[infinispan-issues] [JBoss JIRA] (ISPN-7070) CacheNotifierImplInitialTransferDistTest.testIterationBeganAndSegmentNotComplete random failures
William Burns (JIRA)
issues at jboss.org
Wed Nov 15 17:45:00 EST 2017
[ https://issues.jboss.org/browse/ISPN-7070?page=com.atlassian.jira.plugin.system.issuetabpanels:comment-tabpanel&focusedCommentId=13490660#comment-13490660 ]
William Burns commented on ISPN-7070:
-------------------------------------
So the log shows that the REMOVE event was sent back to the node where the listener lives, but for some reason it wasn't notified....
{code}
12:54:48,687 TRACE (remote-thread-Test-NodeA-p49731-t6:[]) [ClusterEventCallable] Received cluster event(s) [ClusterEvent {type=CACHE_ENTRY_REMOVED, cache=Cache 'DistInitialTransferListener'@Test-NodeA-2391, key=key-to-change-0, value=null, oldValue=initial-value, transaction=null, retryCommand=false, origin=Test-NodeB-8079}], notifying cluster listener with id a9ff1f8a-10de-4eab-a545-93da4e734e1a
12:54:48,688 TRACE (remote-thread-Test-NodeA-p49731-t6:[]) [JGroupsTransport] Test-NodeA-2391 sending response for request 9 to Test-NodeB-8079: SuccessfulResponse(null)
{code}
This shows that the remove command was enqueued into the listener as it should have been.
Also looking at the trace I see that a large subset of segments were not completed before the test failed. I am not quite sure how this was possible though as the segments should have been all completed. This could be a timing issue with the test or a bug with the segment notifications. I will have to look further.

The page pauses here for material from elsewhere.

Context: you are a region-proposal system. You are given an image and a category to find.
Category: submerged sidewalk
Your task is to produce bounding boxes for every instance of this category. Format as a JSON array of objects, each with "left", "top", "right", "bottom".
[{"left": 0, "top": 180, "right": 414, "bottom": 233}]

Also I found a bug with the test itself. This test is designed to have the operation performed after the listener has been notified of the given entry. But somehow the operation can be fired before this notification and thus only providing 10 events instead of 12. In my testing this failure occurs much more frequently and shouldn't be that hard to fix.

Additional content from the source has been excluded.